While the core agenda of the FGN is to diversify the economy away from oil, in the short term it depends upon the industry for the generation of wealth and taxes. The outlook has improved with the authorities’ more conciliatory approach in the Niger Delta. The incidence of sabotage has declined, but not ended, and the authorities will now see what they have to deliver in addition to the restoration of allowances to the said militants. Output less condensates is said officially to be back near 1.8 mbpd.

In July OPEC accepted a reported offer by the FGN to cap Nigerian production at 1.8 mbpd (excluding condensates) in line with its policy of restraint. This is consistent with the budget assumption of 2.3 mbpd in 2013, the balance consisting of condensates.
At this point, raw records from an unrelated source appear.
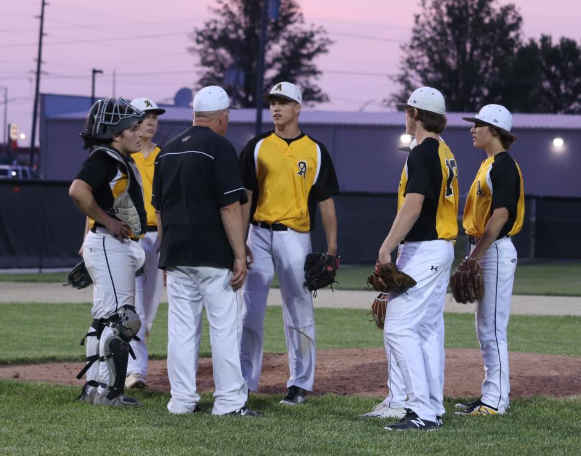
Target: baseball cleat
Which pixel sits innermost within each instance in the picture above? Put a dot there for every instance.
(466, 405)
(478, 408)
(413, 422)
(244, 411)
(135, 380)
(294, 396)
(117, 401)
(87, 395)
(384, 411)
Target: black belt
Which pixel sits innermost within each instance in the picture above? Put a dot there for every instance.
(276, 226)
(94, 230)
(473, 241)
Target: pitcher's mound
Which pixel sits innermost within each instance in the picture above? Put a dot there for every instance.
(361, 372)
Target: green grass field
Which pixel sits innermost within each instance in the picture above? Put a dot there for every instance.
(43, 419)
(58, 328)
(548, 278)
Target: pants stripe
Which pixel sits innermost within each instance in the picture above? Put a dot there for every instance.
(495, 329)
(111, 275)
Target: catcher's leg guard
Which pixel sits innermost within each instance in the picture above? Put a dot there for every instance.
(115, 351)
(92, 350)
(116, 356)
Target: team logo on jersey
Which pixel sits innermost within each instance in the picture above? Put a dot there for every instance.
(302, 165)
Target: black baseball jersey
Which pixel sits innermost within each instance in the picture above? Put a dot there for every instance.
(287, 178)
(431, 171)
(108, 179)
(196, 175)
(498, 184)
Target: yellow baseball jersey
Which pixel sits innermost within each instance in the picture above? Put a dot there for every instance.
(431, 170)
(287, 178)
(498, 183)
(146, 167)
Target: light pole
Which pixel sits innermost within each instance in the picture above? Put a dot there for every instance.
(93, 85)
(36, 91)
(5, 123)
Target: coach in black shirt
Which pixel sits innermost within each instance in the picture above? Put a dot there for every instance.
(197, 193)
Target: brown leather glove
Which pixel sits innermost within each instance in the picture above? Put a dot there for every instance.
(387, 277)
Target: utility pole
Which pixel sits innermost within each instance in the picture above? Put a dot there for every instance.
(260, 66)
(93, 85)
(38, 64)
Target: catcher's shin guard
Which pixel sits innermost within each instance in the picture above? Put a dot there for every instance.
(92, 339)
(116, 356)
(125, 325)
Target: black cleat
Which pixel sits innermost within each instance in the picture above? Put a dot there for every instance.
(244, 411)
(294, 396)
(413, 422)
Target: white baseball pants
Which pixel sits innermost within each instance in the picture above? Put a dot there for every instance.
(285, 252)
(414, 327)
(112, 265)
(189, 289)
(492, 314)
(148, 289)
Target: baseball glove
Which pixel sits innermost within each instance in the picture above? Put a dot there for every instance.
(378, 309)
(320, 270)
(79, 277)
(467, 282)
(387, 277)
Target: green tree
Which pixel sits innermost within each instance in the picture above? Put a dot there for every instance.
(227, 48)
(466, 49)
(560, 81)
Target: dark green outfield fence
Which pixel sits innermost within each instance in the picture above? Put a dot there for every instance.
(41, 228)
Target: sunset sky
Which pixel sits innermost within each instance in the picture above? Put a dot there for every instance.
(145, 42)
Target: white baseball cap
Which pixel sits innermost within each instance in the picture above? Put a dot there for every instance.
(285, 90)
(211, 98)
(146, 105)
(409, 147)
(495, 115)
(426, 98)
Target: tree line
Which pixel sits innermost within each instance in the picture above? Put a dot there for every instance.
(473, 51)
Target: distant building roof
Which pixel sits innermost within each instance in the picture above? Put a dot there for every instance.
(312, 117)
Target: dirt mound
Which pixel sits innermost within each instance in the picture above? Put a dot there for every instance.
(361, 372)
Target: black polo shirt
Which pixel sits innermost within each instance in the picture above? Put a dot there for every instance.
(196, 175)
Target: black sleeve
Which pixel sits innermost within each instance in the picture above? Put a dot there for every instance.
(156, 186)
(505, 185)
(327, 184)
(247, 167)
(97, 170)
(227, 177)
(420, 176)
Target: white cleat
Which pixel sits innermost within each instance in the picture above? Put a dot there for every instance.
(384, 411)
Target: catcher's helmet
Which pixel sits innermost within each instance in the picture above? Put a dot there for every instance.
(109, 117)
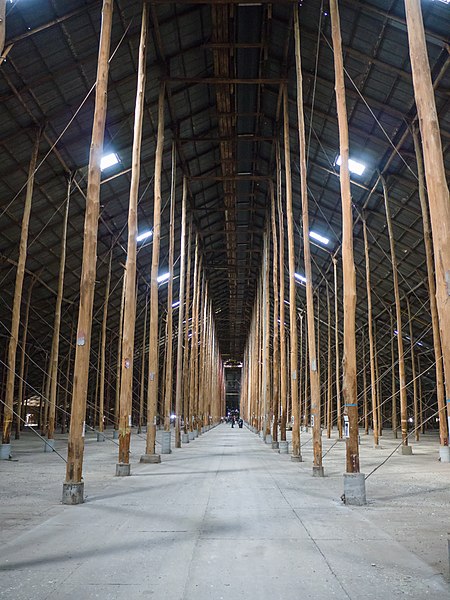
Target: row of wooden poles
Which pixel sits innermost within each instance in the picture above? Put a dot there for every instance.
(269, 378)
(199, 381)
(206, 350)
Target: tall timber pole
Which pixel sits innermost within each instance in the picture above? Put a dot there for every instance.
(354, 481)
(73, 487)
(129, 310)
(50, 443)
(150, 455)
(405, 448)
(296, 455)
(438, 193)
(5, 447)
(443, 431)
(181, 288)
(168, 387)
(314, 370)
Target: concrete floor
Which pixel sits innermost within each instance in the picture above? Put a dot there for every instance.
(224, 518)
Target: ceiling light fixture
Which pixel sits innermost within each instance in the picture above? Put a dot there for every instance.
(109, 160)
(353, 165)
(319, 238)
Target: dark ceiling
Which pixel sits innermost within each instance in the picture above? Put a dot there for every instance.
(224, 66)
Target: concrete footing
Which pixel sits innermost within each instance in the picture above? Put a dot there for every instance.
(318, 471)
(150, 458)
(123, 469)
(49, 445)
(283, 447)
(165, 442)
(297, 458)
(354, 489)
(73, 493)
(444, 453)
(5, 451)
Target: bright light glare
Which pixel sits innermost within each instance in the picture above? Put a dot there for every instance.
(144, 235)
(353, 166)
(318, 237)
(163, 278)
(109, 160)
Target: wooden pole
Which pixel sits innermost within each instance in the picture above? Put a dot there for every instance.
(179, 381)
(414, 373)
(336, 352)
(283, 365)
(438, 192)
(393, 386)
(188, 311)
(443, 432)
(314, 370)
(15, 321)
(296, 455)
(152, 394)
(169, 356)
(101, 404)
(129, 311)
(373, 384)
(401, 356)
(276, 311)
(348, 265)
(22, 387)
(73, 487)
(329, 370)
(56, 330)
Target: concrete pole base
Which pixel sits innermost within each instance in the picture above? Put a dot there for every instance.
(49, 445)
(318, 471)
(5, 451)
(297, 458)
(123, 469)
(444, 453)
(355, 489)
(73, 493)
(165, 442)
(283, 447)
(150, 458)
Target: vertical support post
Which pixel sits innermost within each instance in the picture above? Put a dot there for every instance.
(438, 192)
(101, 403)
(49, 445)
(73, 488)
(296, 455)
(406, 450)
(129, 311)
(152, 393)
(179, 381)
(443, 430)
(373, 381)
(354, 482)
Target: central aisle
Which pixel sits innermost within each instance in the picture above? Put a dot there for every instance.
(225, 518)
There are some output gains to report. Last week Shell announced the start of gas production from the second phase of its Gbaran-Ubie project in the delta, expected to deliver a peak of 190,000 b/d oil equivalent in 2019. Next year should bring the beginning of production from Total’s offshore Egina field with 200,000 b/d crude. We should add ExxonMobil’s discovery in its Owowo field and the talk of an addition of one billion barrels to crude reserves.

Greater investment should come from the much-awaited passage of the industry bill. The Senate has passed the Petroleum Industry Governance Bill, which is part of a larger overhaul.

While we await action from the House of Representatives, we note that the FGN has released a draft national petroleum fiscal policy. We understand from the local media that the petroleum profits tax will be dropped, and operators would be liable under the draft to a Nigerian hydrocarbons tax and the companies’ income tax. This would make a combined ceiling of 70%, compared with the previous 85%, in addition to a levy on capital gains.

In his two years as minister of state for petroleum, Ibe Kachikwu has been active: the NNPC’s costs have been reduced by an estimated 30%, the FGN’s fuel subsidy costs have been slashed, the supply of products has dramatically improved, an overhaul of the joint ventures is underway, and the corporation is in the habit of sharing information.

Finally we have to mention crude prices. US oil inventories have fallen for eight successive weeks and the approval of conventional projects such Kaikias in the Gulf of Mexico on brownfield sites is picking up. More telling perhaps and supportive of the FGN’s price conservatism are reports that shale producers are hedging WTI contracts for 2018 at around the US$50/b mark.